As a member of the clergy you might be able to exclude the fair rental value of your home from income or a housing allowance provided as part of your compensation package (as an employee). This includes a parsonage and utilities for the home. However the amount that you exclude cannot be more than reasonable compensation for your ministry services. If you receive a housing allowance you may be able to exclude the allowance to the extent it is use to pay the expenses of a home. These expenses can be repairs, rent, mortgage interest, utilities, and other expenses to upkeep and maintain the home. If you own your home you can claim deduction for mortgage interest and property taxes just like other taxpayers using Schedule A. If you’re housing allowance exceeds either reasonable compensation, the fair rental value of the home, or your actual expenses you have to include the excess in income

If you own your home, you may still claim deductions for mortgage interest and real property taxes. If your housing allowance exceeds the lesser of your reasonable compensation, the fair rental value of the home, or your actual expenses, you must include the amount of the excess in income. Also, your employing organization/church must officially state that the allowance is actually a housing allowance before paying it to you. And even though the housing allowance is excludable you still have to include the amount for self-employment income purposes.

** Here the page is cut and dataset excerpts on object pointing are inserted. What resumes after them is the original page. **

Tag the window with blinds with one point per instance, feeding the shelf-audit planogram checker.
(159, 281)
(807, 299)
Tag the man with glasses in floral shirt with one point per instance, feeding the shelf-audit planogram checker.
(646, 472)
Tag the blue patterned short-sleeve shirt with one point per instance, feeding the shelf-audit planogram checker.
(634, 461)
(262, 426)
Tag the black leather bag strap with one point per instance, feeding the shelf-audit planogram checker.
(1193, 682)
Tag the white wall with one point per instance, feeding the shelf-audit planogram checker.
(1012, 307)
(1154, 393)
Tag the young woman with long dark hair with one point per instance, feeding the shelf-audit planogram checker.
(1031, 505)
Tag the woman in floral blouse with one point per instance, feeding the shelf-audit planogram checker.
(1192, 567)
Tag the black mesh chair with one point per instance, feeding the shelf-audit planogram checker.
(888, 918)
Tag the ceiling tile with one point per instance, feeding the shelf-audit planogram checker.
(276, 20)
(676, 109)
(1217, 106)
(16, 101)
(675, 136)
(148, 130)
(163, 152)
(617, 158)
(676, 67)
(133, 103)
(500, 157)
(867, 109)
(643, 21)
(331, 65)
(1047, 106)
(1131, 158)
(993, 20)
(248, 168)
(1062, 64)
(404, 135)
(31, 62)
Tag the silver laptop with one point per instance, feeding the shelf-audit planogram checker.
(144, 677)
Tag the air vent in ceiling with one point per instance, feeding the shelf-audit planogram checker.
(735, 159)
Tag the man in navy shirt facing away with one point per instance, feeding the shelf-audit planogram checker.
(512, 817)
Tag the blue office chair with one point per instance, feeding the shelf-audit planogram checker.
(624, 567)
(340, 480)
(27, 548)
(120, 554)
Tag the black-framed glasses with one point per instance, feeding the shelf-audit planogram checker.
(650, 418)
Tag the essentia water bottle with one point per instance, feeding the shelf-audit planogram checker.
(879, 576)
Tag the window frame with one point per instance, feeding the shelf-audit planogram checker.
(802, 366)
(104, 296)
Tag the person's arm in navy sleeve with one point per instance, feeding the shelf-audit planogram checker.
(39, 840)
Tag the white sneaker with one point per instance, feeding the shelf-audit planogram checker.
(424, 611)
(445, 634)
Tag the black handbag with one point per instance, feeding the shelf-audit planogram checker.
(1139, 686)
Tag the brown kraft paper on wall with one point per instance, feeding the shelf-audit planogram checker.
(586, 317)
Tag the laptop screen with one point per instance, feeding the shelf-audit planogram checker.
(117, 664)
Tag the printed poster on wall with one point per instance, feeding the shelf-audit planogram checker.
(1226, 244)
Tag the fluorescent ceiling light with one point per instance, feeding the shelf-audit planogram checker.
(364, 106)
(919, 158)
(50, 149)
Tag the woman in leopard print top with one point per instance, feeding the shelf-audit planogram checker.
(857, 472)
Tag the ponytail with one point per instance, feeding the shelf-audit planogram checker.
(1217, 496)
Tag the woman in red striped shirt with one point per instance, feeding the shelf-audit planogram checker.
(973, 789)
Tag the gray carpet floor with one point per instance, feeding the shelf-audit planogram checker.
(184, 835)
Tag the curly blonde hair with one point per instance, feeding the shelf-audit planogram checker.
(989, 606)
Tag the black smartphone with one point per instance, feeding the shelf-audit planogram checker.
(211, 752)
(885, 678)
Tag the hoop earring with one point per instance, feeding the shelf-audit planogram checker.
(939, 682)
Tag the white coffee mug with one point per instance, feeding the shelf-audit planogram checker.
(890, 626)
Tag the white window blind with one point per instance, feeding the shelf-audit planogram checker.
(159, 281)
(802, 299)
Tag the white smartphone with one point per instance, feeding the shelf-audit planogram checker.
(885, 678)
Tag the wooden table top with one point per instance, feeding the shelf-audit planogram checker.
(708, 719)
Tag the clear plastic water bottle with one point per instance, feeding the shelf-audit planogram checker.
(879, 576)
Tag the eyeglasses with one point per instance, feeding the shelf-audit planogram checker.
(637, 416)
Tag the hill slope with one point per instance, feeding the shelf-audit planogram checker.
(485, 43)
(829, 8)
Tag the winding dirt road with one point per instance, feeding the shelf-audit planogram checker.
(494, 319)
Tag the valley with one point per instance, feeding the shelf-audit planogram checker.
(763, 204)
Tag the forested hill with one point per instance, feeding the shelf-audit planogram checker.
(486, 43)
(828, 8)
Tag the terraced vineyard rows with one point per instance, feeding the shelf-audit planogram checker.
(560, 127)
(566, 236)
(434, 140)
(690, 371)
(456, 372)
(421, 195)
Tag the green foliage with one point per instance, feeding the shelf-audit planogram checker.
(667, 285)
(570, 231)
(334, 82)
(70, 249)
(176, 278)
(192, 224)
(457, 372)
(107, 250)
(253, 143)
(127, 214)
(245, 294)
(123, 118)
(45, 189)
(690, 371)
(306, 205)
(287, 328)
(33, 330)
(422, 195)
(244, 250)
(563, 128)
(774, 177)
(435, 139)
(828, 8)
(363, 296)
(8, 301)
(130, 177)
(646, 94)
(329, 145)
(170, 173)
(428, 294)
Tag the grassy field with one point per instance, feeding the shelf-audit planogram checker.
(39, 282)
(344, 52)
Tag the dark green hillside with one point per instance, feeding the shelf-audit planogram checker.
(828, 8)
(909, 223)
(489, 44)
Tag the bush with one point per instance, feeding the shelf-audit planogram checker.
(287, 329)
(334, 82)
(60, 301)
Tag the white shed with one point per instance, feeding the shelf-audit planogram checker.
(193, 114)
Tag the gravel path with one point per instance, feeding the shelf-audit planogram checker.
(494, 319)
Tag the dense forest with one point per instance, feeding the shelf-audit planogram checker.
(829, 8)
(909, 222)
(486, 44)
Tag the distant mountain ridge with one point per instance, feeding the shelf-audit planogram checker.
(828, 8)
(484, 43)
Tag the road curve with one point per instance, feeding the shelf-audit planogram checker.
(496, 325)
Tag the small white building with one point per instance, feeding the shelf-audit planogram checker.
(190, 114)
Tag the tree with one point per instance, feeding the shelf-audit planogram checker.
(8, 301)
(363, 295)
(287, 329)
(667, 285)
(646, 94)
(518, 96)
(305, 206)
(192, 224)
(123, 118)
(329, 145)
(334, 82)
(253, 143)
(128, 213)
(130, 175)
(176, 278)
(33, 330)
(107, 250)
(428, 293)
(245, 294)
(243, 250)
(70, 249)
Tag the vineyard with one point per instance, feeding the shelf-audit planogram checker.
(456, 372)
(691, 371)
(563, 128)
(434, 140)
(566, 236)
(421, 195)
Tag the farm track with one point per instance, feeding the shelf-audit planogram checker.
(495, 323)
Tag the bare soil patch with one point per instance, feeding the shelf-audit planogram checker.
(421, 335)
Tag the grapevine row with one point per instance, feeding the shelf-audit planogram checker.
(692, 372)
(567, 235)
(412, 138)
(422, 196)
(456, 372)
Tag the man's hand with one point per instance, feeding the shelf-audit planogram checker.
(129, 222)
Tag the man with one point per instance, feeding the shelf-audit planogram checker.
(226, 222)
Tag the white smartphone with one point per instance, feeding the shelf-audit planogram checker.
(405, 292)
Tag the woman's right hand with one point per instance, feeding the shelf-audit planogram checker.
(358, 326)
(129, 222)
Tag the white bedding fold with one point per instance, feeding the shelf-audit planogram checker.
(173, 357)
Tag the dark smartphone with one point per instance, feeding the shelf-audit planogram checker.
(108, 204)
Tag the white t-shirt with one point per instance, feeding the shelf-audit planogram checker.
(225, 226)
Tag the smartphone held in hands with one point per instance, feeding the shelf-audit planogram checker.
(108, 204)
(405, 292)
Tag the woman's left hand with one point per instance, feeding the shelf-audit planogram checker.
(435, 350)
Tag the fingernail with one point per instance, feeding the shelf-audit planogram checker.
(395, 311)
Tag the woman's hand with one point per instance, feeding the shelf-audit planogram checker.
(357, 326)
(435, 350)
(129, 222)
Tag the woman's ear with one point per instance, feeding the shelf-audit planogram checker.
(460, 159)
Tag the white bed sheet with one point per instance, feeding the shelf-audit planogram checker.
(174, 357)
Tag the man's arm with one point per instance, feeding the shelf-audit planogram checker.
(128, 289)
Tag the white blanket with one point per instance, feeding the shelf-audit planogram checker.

Ok not back to social security and Medicare taxes. An ordained, licensed or commissioned minister (IRS Terms) performing ministerial services is considered to be self-employed. This means that your salary on Form W-2, the net profit on Schedule C or C-EZ, and your housing allowance less your employee business expenses are all subject to self-employment tax on Form 1040, Schedule SE. However, you can request an exemption from this self-employment tax for your ministerial earnings. If you are opposed to certain public insurance (like social security and Medicare) for religious reasons. It can’t be for economic reasons. This also means that you won’t have access to social security and Medicare down the road so be careful if you want to be exempt.